À l’instar de ses collègues Juozas Olekas (S&D, lituanien), Ivars Ijabs (Renew Europe, letton) et Manuel Bompard (La Gauche, français), il a rappelé que plusieurs accidents étaient survenus pendant la construction, laissant craindre des failles en matière de sûreté.
Un « projet géopolitique »
MM. Kubilius, Olekas et Ijabs ont en outre qualifié la centrale de « projet géopolitique » du Kremlin (elle a été construite par l’entreprise publique russe Rosatom), tout en exprimant de sérieuses réserves sur l’indépendance des régulateurs biélorusses et la transparence du gouvernement d’Alexandre Loukachenko, un « régime autoritaire ».
S’il a lui aussi insisté sur la nécessité que la centrale respecte tous les critères de sécurité, Thierry Mariani (ID, français) a estimé que la résolution du PE est « une charge politique contre Minsk et Rosatom » et « dissimule aussi une volonté de remettre en cause le choix de l’énergie nucléaire par ce pays ». La jugeant « prématurée », il a préconisé d’attendre les conclusions de l’équipe d’experts en sûreté nucléaire de la Commission et du groupe des régulateurs européens de la sûreté nucléaire, l’ENSREG.
Examen par les pairs
Chargée d’effectuer un examen par les pairs (‘peer review’) de la centrale, une équipe de sept experts de l’ENSREG et de la Commission a d’ailleurs procédé, les 9 et 10 février, à la première phase de l’examen visant à vérifier physiquement la mise en œuvre des mesures de sûreté, a déclaré Mme Simson.
Ces experts soumettront ensuite un rapport préliminaire qui devrait être approuvé lors de la réunion plénière de l’ENSREG au début du mois de mars, avant d’être publié.
Recommandant de ne pas préjuger des conclusions du rapport, Mme Simson a rappelé que la décision d’accorder ou non la licence d’exploitation commerciale à la centrale d’Ostrovets appartient aux autorités biélorusses, conformément au droit international.

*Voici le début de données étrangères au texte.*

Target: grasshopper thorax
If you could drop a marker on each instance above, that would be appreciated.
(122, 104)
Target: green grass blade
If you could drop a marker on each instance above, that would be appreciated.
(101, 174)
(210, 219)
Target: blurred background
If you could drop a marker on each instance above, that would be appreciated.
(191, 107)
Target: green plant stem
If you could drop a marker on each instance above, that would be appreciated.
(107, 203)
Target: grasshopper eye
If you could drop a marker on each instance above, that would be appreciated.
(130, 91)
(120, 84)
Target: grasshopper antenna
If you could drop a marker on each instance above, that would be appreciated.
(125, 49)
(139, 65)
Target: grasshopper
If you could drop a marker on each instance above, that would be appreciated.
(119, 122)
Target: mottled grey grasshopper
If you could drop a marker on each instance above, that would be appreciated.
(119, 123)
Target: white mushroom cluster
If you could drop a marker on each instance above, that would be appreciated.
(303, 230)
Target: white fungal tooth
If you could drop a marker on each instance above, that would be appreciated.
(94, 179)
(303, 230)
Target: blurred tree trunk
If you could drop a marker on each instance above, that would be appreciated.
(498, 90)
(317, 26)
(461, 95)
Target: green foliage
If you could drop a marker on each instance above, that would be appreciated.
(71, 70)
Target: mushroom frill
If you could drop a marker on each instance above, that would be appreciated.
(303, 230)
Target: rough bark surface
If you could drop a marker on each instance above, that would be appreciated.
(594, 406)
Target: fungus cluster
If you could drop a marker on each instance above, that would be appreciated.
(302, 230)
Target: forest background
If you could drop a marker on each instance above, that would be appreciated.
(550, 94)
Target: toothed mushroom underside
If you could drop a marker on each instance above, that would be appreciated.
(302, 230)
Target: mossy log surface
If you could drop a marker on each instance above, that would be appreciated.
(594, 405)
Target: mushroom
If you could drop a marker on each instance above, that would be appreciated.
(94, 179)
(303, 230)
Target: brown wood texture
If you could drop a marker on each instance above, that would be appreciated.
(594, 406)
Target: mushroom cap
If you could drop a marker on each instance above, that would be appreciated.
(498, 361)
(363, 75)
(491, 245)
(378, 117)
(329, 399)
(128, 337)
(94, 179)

Elle a néanmoins assuré que, même après la publication du rapport préliminaire des experts, la Commission poursuivra sa coopération avec Minsk pour l’achèvement de l’examen par les pairs (l’équipe complète d’experts se rendra normalement en Biélorussie lorsque les conditions liées à la Covid-19 le permettront).
Outre le maintien de cette coopération technique, la Commission « utilise tous ses moyens diplomatiques et politiques », a assuré la commissaire, en encourageant notamment une participation rapide de la Biélorussie au système européen d’échange d’informations en cas d’urgence radiologique (ECURIE) et sa participation officielle à la plateforme d’échange de données radiologiques de l’Union européenne (EURDEP).
La résolution appelle en outre à garantir que l’électricité produite par la centrale nucléaire d’Ostrovets n’entre pas sur le marché de l’Union (EUROPE 12646/8).